The same rules apply to both SerializationFormat and MessageKeyType. The following list covers only SerializationFormat for brevity:
- TypeDetectionScheme=MessageOnly has the highest priority.
- If SerializationFormat is set to a binary type (AUTO, NONE/Binary, Avro) the value is reported as a base64-encoded string.
- If SerializationFormat is set to a numeric type (Long, Integer, Float, Double) the value is reported as a number of that type.
- The value is decoded as a string. The encoding is assumed to be UTF-8 but you can set Charset to override this.
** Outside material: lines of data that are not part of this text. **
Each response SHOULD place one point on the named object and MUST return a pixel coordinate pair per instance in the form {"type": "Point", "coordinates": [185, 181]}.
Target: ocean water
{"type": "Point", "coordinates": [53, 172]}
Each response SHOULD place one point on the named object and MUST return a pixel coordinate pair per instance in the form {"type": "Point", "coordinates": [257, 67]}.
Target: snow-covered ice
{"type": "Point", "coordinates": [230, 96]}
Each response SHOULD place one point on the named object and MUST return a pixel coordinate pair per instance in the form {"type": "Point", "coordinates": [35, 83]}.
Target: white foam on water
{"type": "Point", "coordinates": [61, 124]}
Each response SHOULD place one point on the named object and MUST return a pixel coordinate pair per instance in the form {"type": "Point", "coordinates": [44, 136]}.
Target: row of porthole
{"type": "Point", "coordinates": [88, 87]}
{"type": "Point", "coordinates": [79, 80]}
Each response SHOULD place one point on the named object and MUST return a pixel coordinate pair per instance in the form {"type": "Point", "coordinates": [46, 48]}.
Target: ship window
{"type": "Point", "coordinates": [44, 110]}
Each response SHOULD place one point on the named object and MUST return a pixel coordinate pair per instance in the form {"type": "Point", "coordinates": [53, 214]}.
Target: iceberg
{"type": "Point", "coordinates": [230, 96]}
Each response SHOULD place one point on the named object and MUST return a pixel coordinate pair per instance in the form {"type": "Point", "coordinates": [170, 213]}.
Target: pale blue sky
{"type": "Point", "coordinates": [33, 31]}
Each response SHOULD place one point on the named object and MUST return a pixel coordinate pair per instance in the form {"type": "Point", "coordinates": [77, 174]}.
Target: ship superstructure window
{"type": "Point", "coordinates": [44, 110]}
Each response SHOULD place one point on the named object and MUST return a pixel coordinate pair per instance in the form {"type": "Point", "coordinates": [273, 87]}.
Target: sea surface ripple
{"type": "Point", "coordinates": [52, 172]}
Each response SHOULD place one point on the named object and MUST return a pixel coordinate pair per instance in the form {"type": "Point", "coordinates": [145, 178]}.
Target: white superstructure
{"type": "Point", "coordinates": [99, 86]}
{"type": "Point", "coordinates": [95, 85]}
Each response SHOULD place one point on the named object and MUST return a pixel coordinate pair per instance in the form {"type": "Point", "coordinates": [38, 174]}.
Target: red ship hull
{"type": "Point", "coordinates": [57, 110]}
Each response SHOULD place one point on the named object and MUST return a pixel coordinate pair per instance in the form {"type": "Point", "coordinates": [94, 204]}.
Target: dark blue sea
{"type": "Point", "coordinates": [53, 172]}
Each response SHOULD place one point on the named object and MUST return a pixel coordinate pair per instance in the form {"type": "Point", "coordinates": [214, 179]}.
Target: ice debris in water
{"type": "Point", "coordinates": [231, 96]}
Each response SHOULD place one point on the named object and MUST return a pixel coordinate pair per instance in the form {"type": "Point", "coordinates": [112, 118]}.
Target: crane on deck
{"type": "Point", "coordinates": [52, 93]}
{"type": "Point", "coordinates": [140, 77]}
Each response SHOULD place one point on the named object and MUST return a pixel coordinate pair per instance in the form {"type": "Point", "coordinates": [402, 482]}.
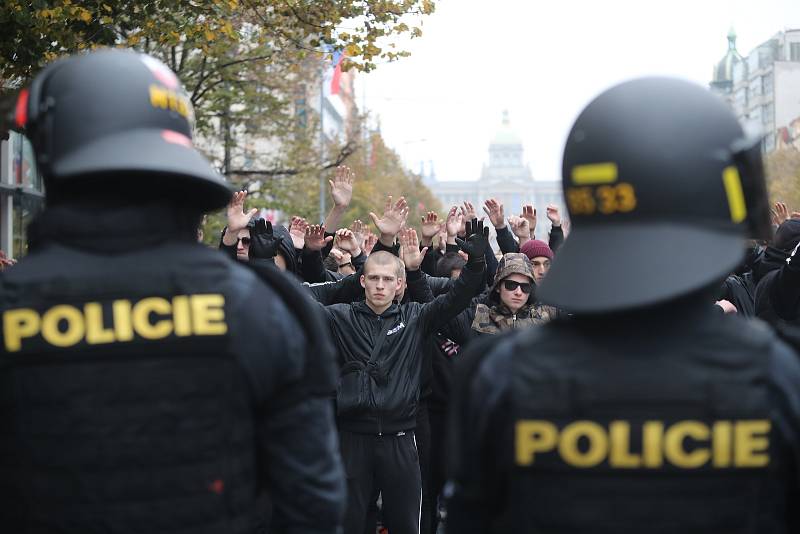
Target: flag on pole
{"type": "Point", "coordinates": [336, 59]}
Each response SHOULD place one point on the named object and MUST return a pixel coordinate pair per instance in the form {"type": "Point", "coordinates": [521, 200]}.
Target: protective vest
{"type": "Point", "coordinates": [614, 436]}
{"type": "Point", "coordinates": [120, 396]}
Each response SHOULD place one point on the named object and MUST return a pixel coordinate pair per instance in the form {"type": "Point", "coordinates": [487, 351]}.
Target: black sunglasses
{"type": "Point", "coordinates": [511, 285]}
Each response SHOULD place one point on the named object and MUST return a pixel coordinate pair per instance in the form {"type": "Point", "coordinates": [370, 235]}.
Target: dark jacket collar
{"type": "Point", "coordinates": [361, 307]}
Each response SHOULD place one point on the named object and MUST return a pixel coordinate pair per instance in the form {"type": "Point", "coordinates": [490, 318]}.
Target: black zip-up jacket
{"type": "Point", "coordinates": [391, 406]}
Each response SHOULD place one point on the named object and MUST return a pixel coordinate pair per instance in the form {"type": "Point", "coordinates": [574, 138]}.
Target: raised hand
{"type": "Point", "coordinates": [520, 228]}
{"type": "Point", "coordinates": [430, 226]}
{"type": "Point", "coordinates": [342, 186]}
{"type": "Point", "coordinates": [346, 241]}
{"type": "Point", "coordinates": [494, 210]}
{"type": "Point", "coordinates": [468, 210]}
{"type": "Point", "coordinates": [5, 261]}
{"type": "Point", "coordinates": [780, 213]}
{"type": "Point", "coordinates": [455, 221]}
{"type": "Point", "coordinates": [237, 218]}
{"type": "Point", "coordinates": [369, 242]}
{"type": "Point", "coordinates": [315, 238]}
{"type": "Point", "coordinates": [297, 229]}
{"type": "Point", "coordinates": [553, 215]}
{"type": "Point", "coordinates": [264, 244]}
{"type": "Point", "coordinates": [410, 253]}
{"type": "Point", "coordinates": [477, 241]}
{"type": "Point", "coordinates": [394, 217]}
{"type": "Point", "coordinates": [529, 214]}
{"type": "Point", "coordinates": [360, 232]}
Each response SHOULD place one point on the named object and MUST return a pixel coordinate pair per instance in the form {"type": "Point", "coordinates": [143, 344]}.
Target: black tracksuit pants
{"type": "Point", "coordinates": [388, 464]}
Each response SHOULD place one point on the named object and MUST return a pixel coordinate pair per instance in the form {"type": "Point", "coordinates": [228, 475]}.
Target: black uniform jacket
{"type": "Point", "coordinates": [158, 388]}
{"type": "Point", "coordinates": [678, 420]}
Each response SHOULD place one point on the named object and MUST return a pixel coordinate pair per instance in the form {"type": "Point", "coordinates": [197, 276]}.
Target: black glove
{"type": "Point", "coordinates": [263, 243]}
{"type": "Point", "coordinates": [477, 241]}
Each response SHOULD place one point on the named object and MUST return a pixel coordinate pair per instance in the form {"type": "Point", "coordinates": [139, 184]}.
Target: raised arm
{"type": "Point", "coordinates": [445, 307]}
{"type": "Point", "coordinates": [237, 221]}
{"type": "Point", "coordinates": [393, 219]}
{"type": "Point", "coordinates": [313, 269]}
{"type": "Point", "coordinates": [556, 232]}
{"type": "Point", "coordinates": [342, 193]}
{"type": "Point", "coordinates": [418, 288]}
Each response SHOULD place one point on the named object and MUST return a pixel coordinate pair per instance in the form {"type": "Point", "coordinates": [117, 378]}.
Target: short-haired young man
{"type": "Point", "coordinates": [380, 352]}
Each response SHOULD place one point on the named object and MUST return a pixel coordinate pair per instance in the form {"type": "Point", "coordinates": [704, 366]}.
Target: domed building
{"type": "Point", "coordinates": [722, 78]}
{"type": "Point", "coordinates": [507, 178]}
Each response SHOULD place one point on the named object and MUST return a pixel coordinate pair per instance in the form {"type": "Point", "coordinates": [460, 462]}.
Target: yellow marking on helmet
{"type": "Point", "coordinates": [595, 173]}
{"type": "Point", "coordinates": [733, 189]}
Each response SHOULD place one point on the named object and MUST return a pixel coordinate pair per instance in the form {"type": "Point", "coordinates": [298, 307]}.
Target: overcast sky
{"type": "Point", "coordinates": [543, 60]}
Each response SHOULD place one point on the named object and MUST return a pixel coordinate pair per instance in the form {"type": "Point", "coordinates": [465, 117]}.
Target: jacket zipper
{"type": "Point", "coordinates": [379, 400]}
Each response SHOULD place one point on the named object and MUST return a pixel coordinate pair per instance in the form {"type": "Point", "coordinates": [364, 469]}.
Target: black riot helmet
{"type": "Point", "coordinates": [662, 187]}
{"type": "Point", "coordinates": [118, 120]}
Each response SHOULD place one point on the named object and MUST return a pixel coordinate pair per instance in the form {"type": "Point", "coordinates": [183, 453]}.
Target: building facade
{"type": "Point", "coordinates": [763, 87]}
{"type": "Point", "coordinates": [506, 178]}
{"type": "Point", "coordinates": [21, 193]}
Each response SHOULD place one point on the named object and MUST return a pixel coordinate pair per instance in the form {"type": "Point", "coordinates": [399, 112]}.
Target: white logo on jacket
{"type": "Point", "coordinates": [396, 329]}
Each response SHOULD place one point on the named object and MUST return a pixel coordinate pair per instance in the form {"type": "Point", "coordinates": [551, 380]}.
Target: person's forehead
{"type": "Point", "coordinates": [381, 270]}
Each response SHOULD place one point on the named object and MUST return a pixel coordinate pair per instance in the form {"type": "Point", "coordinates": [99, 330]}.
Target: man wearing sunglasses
{"type": "Point", "coordinates": [509, 304]}
{"type": "Point", "coordinates": [647, 410]}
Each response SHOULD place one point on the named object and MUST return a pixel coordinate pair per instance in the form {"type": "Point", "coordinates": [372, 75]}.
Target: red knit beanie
{"type": "Point", "coordinates": [535, 248]}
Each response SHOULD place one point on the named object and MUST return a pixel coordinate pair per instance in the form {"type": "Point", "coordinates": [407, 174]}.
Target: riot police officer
{"type": "Point", "coordinates": [647, 411]}
{"type": "Point", "coordinates": [148, 383]}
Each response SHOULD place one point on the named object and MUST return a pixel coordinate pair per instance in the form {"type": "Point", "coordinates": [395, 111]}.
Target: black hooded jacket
{"type": "Point", "coordinates": [393, 385]}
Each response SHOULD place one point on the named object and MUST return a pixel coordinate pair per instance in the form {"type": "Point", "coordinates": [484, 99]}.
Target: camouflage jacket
{"type": "Point", "coordinates": [495, 319]}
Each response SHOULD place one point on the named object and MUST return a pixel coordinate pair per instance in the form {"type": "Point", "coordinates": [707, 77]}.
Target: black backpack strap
{"type": "Point", "coordinates": [320, 366]}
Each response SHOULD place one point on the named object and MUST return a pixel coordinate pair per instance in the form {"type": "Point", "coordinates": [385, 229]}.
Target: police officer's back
{"type": "Point", "coordinates": [648, 411]}
{"type": "Point", "coordinates": [148, 383]}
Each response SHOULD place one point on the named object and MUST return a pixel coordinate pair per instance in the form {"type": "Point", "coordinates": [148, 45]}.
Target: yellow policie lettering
{"type": "Point", "coordinates": [595, 173]}
{"type": "Point", "coordinates": [163, 98]}
{"type": "Point", "coordinates": [684, 444]}
{"type": "Point", "coordinates": [64, 325]}
{"type": "Point", "coordinates": [607, 199]}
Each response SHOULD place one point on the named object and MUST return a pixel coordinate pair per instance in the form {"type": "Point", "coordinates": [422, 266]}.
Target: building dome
{"type": "Point", "coordinates": [723, 72]}
{"type": "Point", "coordinates": [506, 135]}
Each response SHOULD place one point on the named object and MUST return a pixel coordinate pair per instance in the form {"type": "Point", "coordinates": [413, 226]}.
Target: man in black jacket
{"type": "Point", "coordinates": [777, 295]}
{"type": "Point", "coordinates": [148, 384]}
{"type": "Point", "coordinates": [380, 347]}
{"type": "Point", "coordinates": [646, 411]}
- The primitive types (NONE/Binary, String, Long, Integer, Float, Double) have the next highest priority. If SerializationFormat is set to one of these types, the provider does not rowscan or use the schema registry to determine the type. Instead the value is decoded into a single column of the given type.
- TypeDetectionScheme=SchemaRegistry has the next highest priority.
- If SerializationFormat is set to a primitive type (NONE/Binary, String, Long, Integer, Float, Double), the schema stored in the registry is not used.
- The format of the registry schema is checked next. A registry schema typically includes its format as part of its definition. Even in cases where it does not, the provider can usually detect what format a schema is designed for.
- SerializationFormat is used as a fallback if the schema definition does not specify a format.
- The provider assumes the format is Avro.
- TypeDetectionScheme=None and TypeDetectionScheme=RowScan have the lowest priority.
- If SerializationFormat is set to a primitive type (NONE/Binary, String, Long, Integer, Float, Double), no row scan is performed.
- The format specified in SerializationFormat is used if it is not AUTO.
- The provider uses a heuristic based on the start of the message to determine the appropriate format.
- The provider assumes the format is CSV.
Note that the provider uses the same TypeDetectionScheme for both keys and values. For example, this means that you cannot use the rowscan for resolving the key format while also using the schema registry to resolve the value format. Key and value formats are independent apart from this restriction. The provider supports configurations like the following, which reads from topics that contain 4-byte integer keys and Avro-encoded values.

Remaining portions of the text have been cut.